# Doesn't like to be touched



## skyle_dragon (Nov 26, 2011)

Been trying to get Mario used to being pet but he will have nothing to do with it. He is stepping up just fine and wants attention like crazy but when I go to try and pet him he gets mad at me and ends up flying away if I push it too much. It just makes me a bit sad. He loves to sit on my shoulder and play with my hair. But I can't groom him back.

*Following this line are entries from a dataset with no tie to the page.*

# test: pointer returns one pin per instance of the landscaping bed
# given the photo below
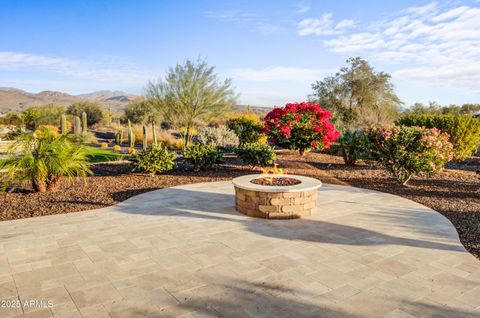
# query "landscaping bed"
(451, 192)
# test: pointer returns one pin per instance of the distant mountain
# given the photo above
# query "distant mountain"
(103, 94)
(15, 100)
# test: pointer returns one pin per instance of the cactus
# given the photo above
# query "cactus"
(77, 129)
(131, 136)
(145, 143)
(63, 124)
(154, 133)
(119, 135)
(84, 122)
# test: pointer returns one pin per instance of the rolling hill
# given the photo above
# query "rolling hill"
(15, 100)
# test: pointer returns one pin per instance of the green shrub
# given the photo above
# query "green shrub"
(155, 160)
(11, 119)
(203, 157)
(256, 155)
(220, 137)
(43, 160)
(408, 151)
(464, 130)
(247, 127)
(83, 137)
(352, 145)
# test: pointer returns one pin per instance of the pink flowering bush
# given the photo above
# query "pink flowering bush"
(300, 126)
(408, 151)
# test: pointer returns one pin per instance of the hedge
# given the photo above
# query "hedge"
(464, 130)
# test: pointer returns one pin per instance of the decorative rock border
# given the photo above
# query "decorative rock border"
(276, 202)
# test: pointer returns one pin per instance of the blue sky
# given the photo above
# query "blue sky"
(273, 50)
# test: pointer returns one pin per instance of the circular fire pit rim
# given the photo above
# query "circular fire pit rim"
(306, 184)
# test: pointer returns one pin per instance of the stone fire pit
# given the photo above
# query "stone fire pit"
(286, 201)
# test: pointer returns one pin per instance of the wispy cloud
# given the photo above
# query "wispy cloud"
(245, 19)
(95, 71)
(303, 8)
(279, 73)
(323, 25)
(434, 44)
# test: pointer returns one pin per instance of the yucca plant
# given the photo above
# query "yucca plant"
(63, 124)
(44, 160)
(154, 135)
(131, 135)
(145, 141)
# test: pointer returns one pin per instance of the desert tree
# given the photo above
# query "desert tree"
(189, 92)
(358, 95)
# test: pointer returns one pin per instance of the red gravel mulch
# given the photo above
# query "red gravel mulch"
(453, 193)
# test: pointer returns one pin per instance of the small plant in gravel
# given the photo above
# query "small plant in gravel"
(152, 161)
(247, 127)
(63, 124)
(44, 159)
(256, 155)
(119, 135)
(301, 126)
(84, 122)
(409, 151)
(217, 136)
(203, 157)
(352, 145)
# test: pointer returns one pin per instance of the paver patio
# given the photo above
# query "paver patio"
(186, 252)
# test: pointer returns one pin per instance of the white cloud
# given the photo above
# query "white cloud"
(303, 8)
(421, 10)
(279, 73)
(323, 26)
(433, 44)
(90, 71)
(345, 24)
(245, 19)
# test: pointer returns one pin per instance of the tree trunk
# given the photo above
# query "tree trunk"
(39, 185)
(187, 135)
(406, 181)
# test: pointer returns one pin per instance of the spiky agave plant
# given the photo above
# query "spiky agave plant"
(44, 160)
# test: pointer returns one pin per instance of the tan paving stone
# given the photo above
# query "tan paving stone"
(186, 252)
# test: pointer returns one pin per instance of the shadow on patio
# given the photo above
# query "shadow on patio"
(218, 206)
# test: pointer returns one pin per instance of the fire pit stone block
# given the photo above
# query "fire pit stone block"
(277, 202)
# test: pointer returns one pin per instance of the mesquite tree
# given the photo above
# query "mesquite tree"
(189, 92)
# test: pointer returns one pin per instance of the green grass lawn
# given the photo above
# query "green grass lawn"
(99, 155)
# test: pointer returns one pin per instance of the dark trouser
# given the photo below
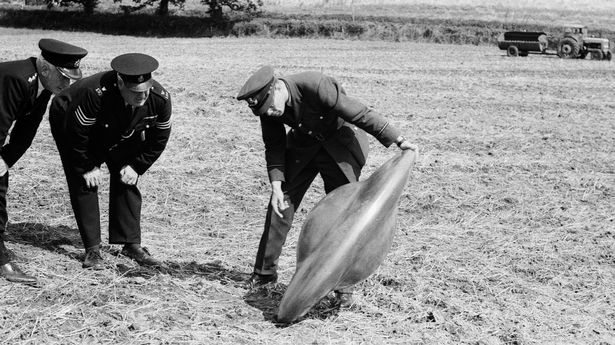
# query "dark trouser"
(4, 185)
(124, 201)
(277, 228)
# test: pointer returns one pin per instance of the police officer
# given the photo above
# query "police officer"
(122, 118)
(326, 137)
(25, 89)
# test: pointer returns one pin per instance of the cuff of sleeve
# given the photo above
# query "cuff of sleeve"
(9, 162)
(276, 174)
(139, 168)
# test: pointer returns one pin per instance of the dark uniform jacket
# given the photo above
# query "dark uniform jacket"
(102, 128)
(18, 93)
(320, 115)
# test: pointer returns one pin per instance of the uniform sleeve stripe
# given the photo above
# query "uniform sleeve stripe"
(82, 119)
(164, 125)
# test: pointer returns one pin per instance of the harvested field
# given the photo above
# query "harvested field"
(506, 232)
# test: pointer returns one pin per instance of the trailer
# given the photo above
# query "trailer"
(521, 43)
(576, 43)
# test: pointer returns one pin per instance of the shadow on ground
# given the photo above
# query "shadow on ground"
(267, 299)
(64, 240)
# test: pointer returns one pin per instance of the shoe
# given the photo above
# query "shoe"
(260, 279)
(93, 259)
(345, 299)
(12, 273)
(140, 254)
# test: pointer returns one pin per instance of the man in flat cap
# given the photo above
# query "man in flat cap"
(25, 89)
(122, 118)
(326, 137)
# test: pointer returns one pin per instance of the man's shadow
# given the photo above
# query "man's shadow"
(267, 298)
(64, 240)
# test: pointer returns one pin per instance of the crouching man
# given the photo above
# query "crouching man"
(122, 118)
(26, 87)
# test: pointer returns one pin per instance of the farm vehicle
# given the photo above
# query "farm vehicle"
(575, 44)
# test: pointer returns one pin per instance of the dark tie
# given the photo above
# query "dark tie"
(40, 103)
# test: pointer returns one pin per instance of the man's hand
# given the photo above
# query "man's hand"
(128, 175)
(277, 198)
(406, 145)
(4, 168)
(93, 177)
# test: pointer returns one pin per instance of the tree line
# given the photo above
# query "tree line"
(215, 8)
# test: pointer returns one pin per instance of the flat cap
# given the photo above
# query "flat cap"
(66, 57)
(135, 69)
(257, 90)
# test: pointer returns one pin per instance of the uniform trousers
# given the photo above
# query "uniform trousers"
(276, 228)
(124, 200)
(4, 185)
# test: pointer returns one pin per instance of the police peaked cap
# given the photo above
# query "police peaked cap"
(66, 57)
(258, 89)
(135, 69)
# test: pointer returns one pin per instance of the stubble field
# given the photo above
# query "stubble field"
(506, 232)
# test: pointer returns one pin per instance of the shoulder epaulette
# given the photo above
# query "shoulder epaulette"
(161, 92)
(100, 90)
(32, 78)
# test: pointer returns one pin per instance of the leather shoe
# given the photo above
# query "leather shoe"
(260, 279)
(140, 254)
(93, 259)
(344, 299)
(12, 273)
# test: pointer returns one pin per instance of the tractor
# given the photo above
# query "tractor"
(576, 43)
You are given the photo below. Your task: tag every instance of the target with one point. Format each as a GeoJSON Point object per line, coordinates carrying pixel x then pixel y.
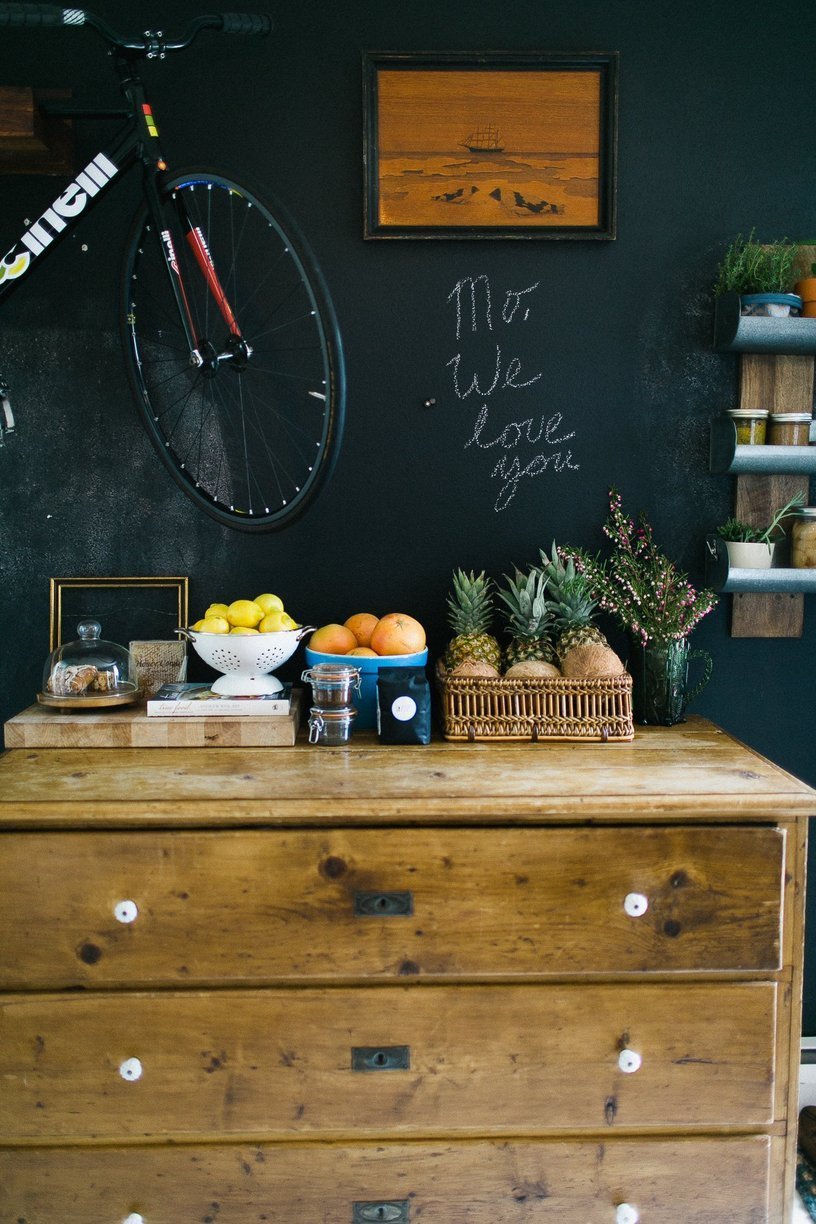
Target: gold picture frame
{"type": "Point", "coordinates": [491, 145]}
{"type": "Point", "coordinates": [126, 607]}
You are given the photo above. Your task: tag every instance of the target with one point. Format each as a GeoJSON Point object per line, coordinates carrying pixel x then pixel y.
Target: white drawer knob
{"type": "Point", "coordinates": [635, 905]}
{"type": "Point", "coordinates": [125, 911]}
{"type": "Point", "coordinates": [629, 1061]}
{"type": "Point", "coordinates": [131, 1069]}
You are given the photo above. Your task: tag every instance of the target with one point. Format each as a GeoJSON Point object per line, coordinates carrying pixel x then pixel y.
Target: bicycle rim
{"type": "Point", "coordinates": [251, 441]}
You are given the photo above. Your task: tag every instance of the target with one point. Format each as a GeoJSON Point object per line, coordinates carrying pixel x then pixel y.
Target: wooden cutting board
{"type": "Point", "coordinates": [130, 727]}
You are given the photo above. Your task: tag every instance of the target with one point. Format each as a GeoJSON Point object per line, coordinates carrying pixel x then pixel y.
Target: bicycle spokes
{"type": "Point", "coordinates": [251, 427]}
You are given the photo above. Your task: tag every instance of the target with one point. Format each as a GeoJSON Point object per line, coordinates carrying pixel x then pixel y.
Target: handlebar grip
{"type": "Point", "coordinates": [246, 23]}
{"type": "Point", "coordinates": [34, 15]}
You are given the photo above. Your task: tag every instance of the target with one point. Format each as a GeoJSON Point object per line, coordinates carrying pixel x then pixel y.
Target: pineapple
{"type": "Point", "coordinates": [471, 610]}
{"type": "Point", "coordinates": [571, 606]}
{"type": "Point", "coordinates": [529, 619]}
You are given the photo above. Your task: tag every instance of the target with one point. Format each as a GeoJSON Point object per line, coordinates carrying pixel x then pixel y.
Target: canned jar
{"type": "Point", "coordinates": [803, 539]}
{"type": "Point", "coordinates": [750, 425]}
{"type": "Point", "coordinates": [332, 727]}
{"type": "Point", "coordinates": [789, 429]}
{"type": "Point", "coordinates": [333, 684]}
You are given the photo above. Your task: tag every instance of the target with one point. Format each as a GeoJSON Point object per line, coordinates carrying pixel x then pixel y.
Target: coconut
{"type": "Point", "coordinates": [532, 670]}
{"type": "Point", "coordinates": [475, 667]}
{"type": "Point", "coordinates": [591, 662]}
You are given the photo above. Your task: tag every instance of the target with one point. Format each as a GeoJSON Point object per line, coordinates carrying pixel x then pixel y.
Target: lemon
{"type": "Point", "coordinates": [274, 622]}
{"type": "Point", "coordinates": [214, 624]}
{"type": "Point", "coordinates": [269, 604]}
{"type": "Point", "coordinates": [245, 613]}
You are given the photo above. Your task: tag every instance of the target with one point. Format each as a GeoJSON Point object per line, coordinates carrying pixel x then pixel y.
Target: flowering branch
{"type": "Point", "coordinates": [637, 584]}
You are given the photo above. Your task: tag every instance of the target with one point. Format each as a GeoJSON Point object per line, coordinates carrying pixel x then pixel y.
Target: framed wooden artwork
{"type": "Point", "coordinates": [498, 145]}
{"type": "Point", "coordinates": [125, 607]}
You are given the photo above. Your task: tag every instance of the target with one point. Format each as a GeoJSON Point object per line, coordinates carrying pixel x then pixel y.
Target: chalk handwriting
{"type": "Point", "coordinates": [510, 376]}
{"type": "Point", "coordinates": [514, 438]}
{"type": "Point", "coordinates": [471, 285]}
{"type": "Point", "coordinates": [511, 436]}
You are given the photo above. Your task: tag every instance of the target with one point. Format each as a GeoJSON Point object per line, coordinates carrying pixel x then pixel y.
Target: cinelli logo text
{"type": "Point", "coordinates": [74, 200]}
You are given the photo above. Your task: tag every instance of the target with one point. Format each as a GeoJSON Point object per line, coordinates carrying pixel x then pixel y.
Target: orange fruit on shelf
{"type": "Point", "coordinates": [398, 634]}
{"type": "Point", "coordinates": [362, 626]}
{"type": "Point", "coordinates": [333, 639]}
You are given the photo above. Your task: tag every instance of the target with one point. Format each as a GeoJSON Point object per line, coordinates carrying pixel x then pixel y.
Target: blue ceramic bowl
{"type": "Point", "coordinates": [366, 700]}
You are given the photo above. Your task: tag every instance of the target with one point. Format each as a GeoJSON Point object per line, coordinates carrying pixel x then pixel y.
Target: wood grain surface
{"type": "Point", "coordinates": [691, 770]}
{"type": "Point", "coordinates": [483, 1061]}
{"type": "Point", "coordinates": [713, 1181]}
{"type": "Point", "coordinates": [130, 727]}
{"type": "Point", "coordinates": [272, 906]}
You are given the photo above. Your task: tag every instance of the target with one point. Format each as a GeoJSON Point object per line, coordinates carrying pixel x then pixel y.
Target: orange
{"type": "Point", "coordinates": [333, 639]}
{"type": "Point", "coordinates": [398, 634]}
{"type": "Point", "coordinates": [362, 626]}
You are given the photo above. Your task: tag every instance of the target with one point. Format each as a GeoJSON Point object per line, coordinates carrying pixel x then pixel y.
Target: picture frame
{"type": "Point", "coordinates": [125, 607]}
{"type": "Point", "coordinates": [500, 145]}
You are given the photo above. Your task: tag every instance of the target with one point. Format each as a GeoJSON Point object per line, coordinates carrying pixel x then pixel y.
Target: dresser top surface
{"type": "Point", "coordinates": [694, 770]}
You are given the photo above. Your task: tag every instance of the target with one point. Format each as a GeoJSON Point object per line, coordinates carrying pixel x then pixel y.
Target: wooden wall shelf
{"type": "Point", "coordinates": [32, 142]}
{"type": "Point", "coordinates": [750, 333]}
{"type": "Point", "coordinates": [727, 457]}
{"type": "Point", "coordinates": [778, 582]}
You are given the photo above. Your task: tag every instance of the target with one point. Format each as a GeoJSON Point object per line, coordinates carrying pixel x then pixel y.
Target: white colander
{"type": "Point", "coordinates": [246, 660]}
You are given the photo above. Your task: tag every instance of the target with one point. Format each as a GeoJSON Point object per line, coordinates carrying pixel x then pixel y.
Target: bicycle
{"type": "Point", "coordinates": [230, 337]}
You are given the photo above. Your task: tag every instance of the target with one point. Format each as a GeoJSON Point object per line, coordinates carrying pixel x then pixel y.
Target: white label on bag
{"type": "Point", "coordinates": [404, 709]}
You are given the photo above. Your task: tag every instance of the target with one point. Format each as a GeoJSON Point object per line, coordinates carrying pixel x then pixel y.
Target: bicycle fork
{"type": "Point", "coordinates": [6, 415]}
{"type": "Point", "coordinates": [203, 353]}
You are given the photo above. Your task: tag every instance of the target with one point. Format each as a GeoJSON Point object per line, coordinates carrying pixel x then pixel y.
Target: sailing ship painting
{"type": "Point", "coordinates": [475, 148]}
{"type": "Point", "coordinates": [483, 140]}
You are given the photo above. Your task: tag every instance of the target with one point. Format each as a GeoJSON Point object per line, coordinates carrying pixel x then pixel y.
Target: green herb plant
{"type": "Point", "coordinates": [751, 267]}
{"type": "Point", "coordinates": [735, 530]}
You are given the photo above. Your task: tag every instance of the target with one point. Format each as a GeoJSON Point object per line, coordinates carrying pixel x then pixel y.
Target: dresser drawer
{"type": "Point", "coordinates": [387, 1060]}
{"type": "Point", "coordinates": [160, 908]}
{"type": "Point", "coordinates": [667, 1181]}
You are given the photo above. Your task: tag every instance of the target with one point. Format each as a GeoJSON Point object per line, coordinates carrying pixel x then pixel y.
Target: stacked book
{"type": "Point", "coordinates": [198, 700]}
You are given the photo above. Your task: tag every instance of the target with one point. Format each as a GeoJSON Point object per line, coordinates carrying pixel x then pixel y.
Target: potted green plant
{"type": "Point", "coordinates": [756, 547]}
{"type": "Point", "coordinates": [762, 276]}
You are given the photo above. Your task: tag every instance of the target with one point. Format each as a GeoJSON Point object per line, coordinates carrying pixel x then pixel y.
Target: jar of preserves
{"type": "Point", "coordinates": [750, 425]}
{"type": "Point", "coordinates": [789, 429]}
{"type": "Point", "coordinates": [803, 539]}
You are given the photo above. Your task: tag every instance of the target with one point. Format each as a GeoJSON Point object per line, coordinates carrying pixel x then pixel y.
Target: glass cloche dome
{"type": "Point", "coordinates": [88, 671]}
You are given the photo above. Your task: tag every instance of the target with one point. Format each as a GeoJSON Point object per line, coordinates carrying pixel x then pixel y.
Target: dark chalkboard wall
{"type": "Point", "coordinates": [717, 132]}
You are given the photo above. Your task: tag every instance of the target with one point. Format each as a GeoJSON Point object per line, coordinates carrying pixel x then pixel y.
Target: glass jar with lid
{"type": "Point", "coordinates": [803, 539]}
{"type": "Point", "coordinates": [88, 671]}
{"type": "Point", "coordinates": [789, 429]}
{"type": "Point", "coordinates": [750, 425]}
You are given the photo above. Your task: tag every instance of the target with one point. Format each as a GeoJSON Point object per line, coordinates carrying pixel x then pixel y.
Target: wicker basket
{"type": "Point", "coordinates": [476, 708]}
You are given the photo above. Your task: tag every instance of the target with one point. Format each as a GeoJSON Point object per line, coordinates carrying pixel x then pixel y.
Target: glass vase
{"type": "Point", "coordinates": [660, 672]}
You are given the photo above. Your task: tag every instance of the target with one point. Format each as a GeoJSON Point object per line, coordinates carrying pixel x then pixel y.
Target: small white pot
{"type": "Point", "coordinates": [744, 555]}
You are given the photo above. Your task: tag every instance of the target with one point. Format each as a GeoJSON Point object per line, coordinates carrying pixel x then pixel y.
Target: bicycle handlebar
{"type": "Point", "coordinates": [32, 16]}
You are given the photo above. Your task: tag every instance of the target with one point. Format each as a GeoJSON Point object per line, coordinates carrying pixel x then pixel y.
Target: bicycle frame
{"type": "Point", "coordinates": [137, 141]}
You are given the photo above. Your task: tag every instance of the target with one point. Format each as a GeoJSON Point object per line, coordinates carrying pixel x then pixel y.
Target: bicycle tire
{"type": "Point", "coordinates": [251, 444]}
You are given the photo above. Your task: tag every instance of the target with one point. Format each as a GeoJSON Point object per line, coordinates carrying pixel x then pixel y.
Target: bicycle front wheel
{"type": "Point", "coordinates": [250, 435]}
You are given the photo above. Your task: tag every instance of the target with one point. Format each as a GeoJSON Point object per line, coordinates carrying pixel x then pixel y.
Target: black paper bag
{"type": "Point", "coordinates": [403, 705]}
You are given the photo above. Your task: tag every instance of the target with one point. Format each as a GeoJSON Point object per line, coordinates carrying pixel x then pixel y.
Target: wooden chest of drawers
{"type": "Point", "coordinates": [459, 984]}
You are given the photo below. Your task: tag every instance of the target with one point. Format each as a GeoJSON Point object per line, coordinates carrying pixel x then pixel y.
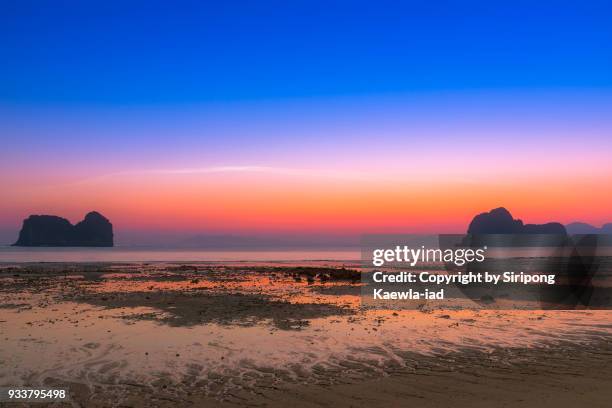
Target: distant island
{"type": "Point", "coordinates": [500, 221]}
{"type": "Point", "coordinates": [49, 230]}
{"type": "Point", "coordinates": [584, 228]}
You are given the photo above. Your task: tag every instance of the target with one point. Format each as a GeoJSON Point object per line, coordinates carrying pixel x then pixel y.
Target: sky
{"type": "Point", "coordinates": [304, 118]}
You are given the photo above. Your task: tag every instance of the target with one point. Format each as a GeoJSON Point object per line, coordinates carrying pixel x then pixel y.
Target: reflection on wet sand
{"type": "Point", "coordinates": [184, 333]}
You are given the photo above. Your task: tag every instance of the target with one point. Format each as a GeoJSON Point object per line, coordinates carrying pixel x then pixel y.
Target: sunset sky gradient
{"type": "Point", "coordinates": [318, 119]}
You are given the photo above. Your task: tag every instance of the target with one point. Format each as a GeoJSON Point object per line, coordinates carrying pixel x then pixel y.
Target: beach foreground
{"type": "Point", "coordinates": [279, 334]}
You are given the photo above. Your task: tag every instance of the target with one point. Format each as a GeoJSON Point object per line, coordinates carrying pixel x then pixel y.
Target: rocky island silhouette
{"type": "Point", "coordinates": [94, 230]}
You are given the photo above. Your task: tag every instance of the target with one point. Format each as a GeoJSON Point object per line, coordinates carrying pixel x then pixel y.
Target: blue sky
{"type": "Point", "coordinates": [118, 53]}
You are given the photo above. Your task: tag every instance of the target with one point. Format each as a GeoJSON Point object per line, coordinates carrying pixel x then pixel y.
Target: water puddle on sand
{"type": "Point", "coordinates": [240, 332]}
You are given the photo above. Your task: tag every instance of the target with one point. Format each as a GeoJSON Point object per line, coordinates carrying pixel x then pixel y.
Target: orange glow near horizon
{"type": "Point", "coordinates": [245, 201]}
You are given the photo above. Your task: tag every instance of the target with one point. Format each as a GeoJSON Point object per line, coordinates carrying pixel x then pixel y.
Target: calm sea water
{"type": "Point", "coordinates": [136, 254]}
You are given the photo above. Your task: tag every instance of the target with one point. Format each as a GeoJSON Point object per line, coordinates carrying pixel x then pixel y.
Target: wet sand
{"type": "Point", "coordinates": [270, 335]}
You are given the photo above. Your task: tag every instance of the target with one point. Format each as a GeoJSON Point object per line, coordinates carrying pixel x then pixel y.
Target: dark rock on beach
{"type": "Point", "coordinates": [94, 230]}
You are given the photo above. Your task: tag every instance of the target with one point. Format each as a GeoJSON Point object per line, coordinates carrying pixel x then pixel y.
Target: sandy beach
{"type": "Point", "coordinates": [163, 334]}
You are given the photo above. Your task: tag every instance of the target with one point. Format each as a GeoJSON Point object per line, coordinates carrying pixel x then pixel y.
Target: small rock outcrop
{"type": "Point", "coordinates": [49, 230]}
{"type": "Point", "coordinates": [584, 228]}
{"type": "Point", "coordinates": [500, 221]}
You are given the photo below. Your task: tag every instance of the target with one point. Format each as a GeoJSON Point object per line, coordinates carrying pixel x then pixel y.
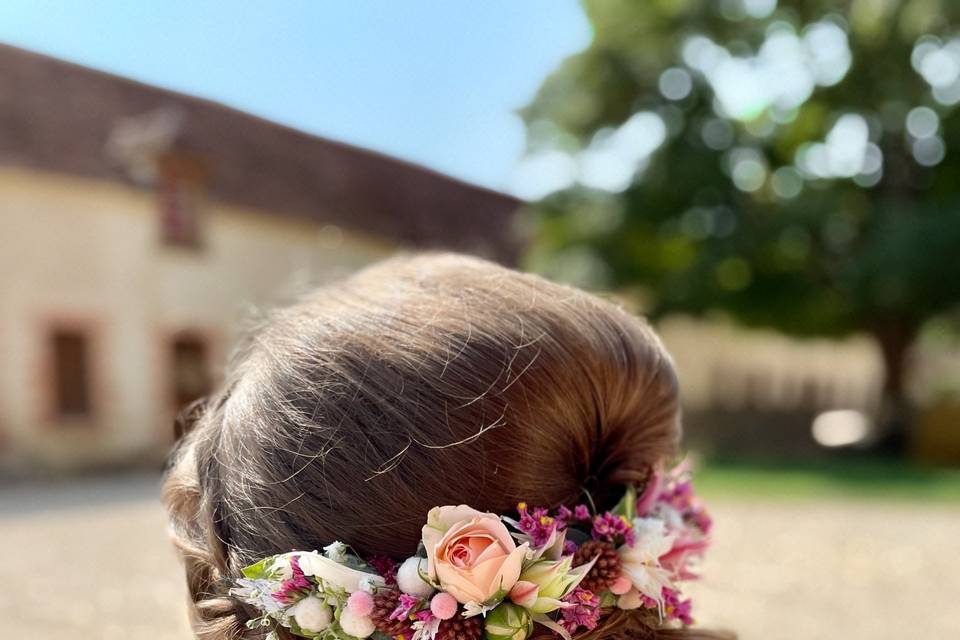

I have tried millet and also wrapping him up but neither seems to have worked for him. Our other bird peaches responded very well to being wrapped up and will let my husband pet her now. She was not hand tamed at all when we got her so I am very pleased with her progress.


----------



## sunnysmom (Sep 23, 2011)

I think some tiels just don't like scritches. My tiel only likes them when he wants them. There are some days that Sunny is a cuddle bug and constantly puts his head down for scritches and other days he wants no part of them. I would just give it time and see what happens.


----------



## DyArianna (Aug 7, 2011)

I have two Tiels who you just can not touch at all. They are 3. Their babies I have that are almost 6 months old.. one you can give scritches to and the other it's an on again off again thing. Just don't take it personal.  Also, just because he doesn't enjoy it now.. doesn't mean he won't later on. It all depends on their personality and also I think that if they are going through a molt or a homonal change.. they just don't want to be touched period.


----------



## skyle_dragon (Nov 26, 2011)

Thanks guys. And your right about not taking it personally. I just would love to have a pet that likes to cuddle. But at least he does like me so I shouldn't complain to much. Just was feeling frustrated this morning.


----------



## roxy culver (May 27, 2010)

Most tiels don't like to have their back touched...that's where a mate mounts them so its a hormonal thing. You can keep trying with the head scritches but I would avoid the back.


----------